Source URL: https://simonwillison.net/2024/Nov/21/llm-chess/#atom-everything
Source: Simon Willison’s Weblog
Title: OK, I can partly explain the LLM chess weirdness now

Feedly Summary: OK, I can partly explain the LLM chess weirdness now
Last week Dynomight published Something weird is happening with LLMs and chess pointing out that most LLMs are terrible chess players with the exception of gpt-3.5-turbo-instruct (OpenAI’s last remaining completion as opposed to chat model, which they describe as “Similar capabilities as GPT-3 era models").
After diving deep into this, Dynomight now has a theory. It’s mainly about completion models v.s. chat models – a completion model like gpt-3.5-turbo-instruct naturally outputs good next-turn suggestions, but something about reformatting that challenge as a chat conversation dramatically reduces the quality of the results.
Through extensive prompt engineering Dynomight got results out of GPT-4o that were almost as good as the 3.5 instruct model. The two tricks that had the biggest impact:

Examples. Including just three examples of inputs (with valid chess moves) and expected outputs gave a huge boost in performance.
"Regurgitation" – encouraging the model to repeat the entire sequence of previous moves before outputting the next move, as a way to help it reconstruct its context regarding the state of the board.

No non-OpenAI models have exhibited any talents for chess at all yet. I think that’s explained by the A.2 Chess Puzzles section of OpenAI’s December 2023 paper Weak-to-Strong Generalization: Eliciting Strong Capabilities With Weak Supervision:

The GPT-4 pretraining dataset included chess games in the format of move sequence known as Portable Game Notation (PGN). We note that only games with players of Elo 1800 or higher were included in pretraining.

Via Hacker News
Tags: prompt-engineering, generative-ai, openai, gpt-4, ai, llms, training-data

AI Summary and Description: Yes

Summary: The text discusses the performance discrepancies of large language models (LLMs) in chess, particularly comparing OpenAI’s models, specifically GPT-3.5 turbo-instruct and GPT-4, to other models. It highlights how the model’s format (completion vs. chat) affects its output quality and shares insights on improving performance through prompt engineering.

Detailed Description: The conversation centers on the performance of various LLMs when tasked with chess-related activities. Key points include:

– **Model Performance Differences**: Generally, LLMs have been noted to struggle with chess, except for the OpenAI models. The text emphasizes that GPT-3.5 turbo-instruct excels due to its completion model architecture, which allows for better next-move suggestions compared to chat models.

– **Chat vs. Completion Models**: The main theory put forward is that the structure in which the model operates (completion vs. chat) significantly impacts its performance.
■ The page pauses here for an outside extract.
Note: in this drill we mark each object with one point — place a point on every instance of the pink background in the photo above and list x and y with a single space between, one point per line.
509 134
Completion models yield better results in context-based tasks, while chat models compromise the quality of output.

– **Prompt Engineering Enhancements**: Dynomight has successfully improved the chess performance of GPT-4 by employing two key strategies:
– **Providing Examples**: Including a few examples of valid inputs and expected outputs has drastically improved the model’s performance.
– **Regurgitation Encouragement**: Encouraging the model to recall and restate the entire sequence of prior moves before making a suggestion helps reinforce context and board state recognition.

– **Training Data Considerations**: OpenAI’s approach to training data is also highlighted, specifically their choice to include only higher-rated chess games (Elo 1800+) in the GPT-4 pretraining dataset, potentially attributing to its superior abilities.
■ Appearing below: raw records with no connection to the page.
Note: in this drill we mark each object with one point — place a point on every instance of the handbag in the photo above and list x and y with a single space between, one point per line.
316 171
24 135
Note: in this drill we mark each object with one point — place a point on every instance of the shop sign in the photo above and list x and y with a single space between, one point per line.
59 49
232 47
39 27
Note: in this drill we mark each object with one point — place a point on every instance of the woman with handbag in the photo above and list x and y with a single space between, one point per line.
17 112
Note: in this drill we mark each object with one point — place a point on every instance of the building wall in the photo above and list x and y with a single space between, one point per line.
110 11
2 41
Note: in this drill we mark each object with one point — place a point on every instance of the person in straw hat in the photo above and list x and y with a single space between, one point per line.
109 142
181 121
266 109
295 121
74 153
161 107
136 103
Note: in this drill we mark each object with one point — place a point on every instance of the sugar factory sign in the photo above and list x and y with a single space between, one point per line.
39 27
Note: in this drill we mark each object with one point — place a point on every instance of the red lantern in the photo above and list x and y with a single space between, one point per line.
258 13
– **Lack of Competence in Other Models**: Aside from OpenAI’s models, no other currently assessed models have demonstrated noteworthy chess skills, indicating a significant gap in available LLM capabilities.
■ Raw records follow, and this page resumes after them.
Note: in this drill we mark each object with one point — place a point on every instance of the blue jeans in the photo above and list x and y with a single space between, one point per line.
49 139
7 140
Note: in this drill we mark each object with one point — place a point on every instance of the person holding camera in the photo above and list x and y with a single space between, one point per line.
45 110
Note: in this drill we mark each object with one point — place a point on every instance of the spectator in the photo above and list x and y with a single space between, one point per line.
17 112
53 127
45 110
Overall, these insights reflect on the importance of model architecture and training data in achieving desired outcomes in AI applications like chess, indicating practical implications for AI model development and usage in gamified contexts.

– **Implications for Developers**:
– Importance of selecting the right model architecture based on the use case.
– Need for effective prompt engineering strategies to enhance AI performance.
– Consideration of training data quality and selection criteria in developing robust AI systems.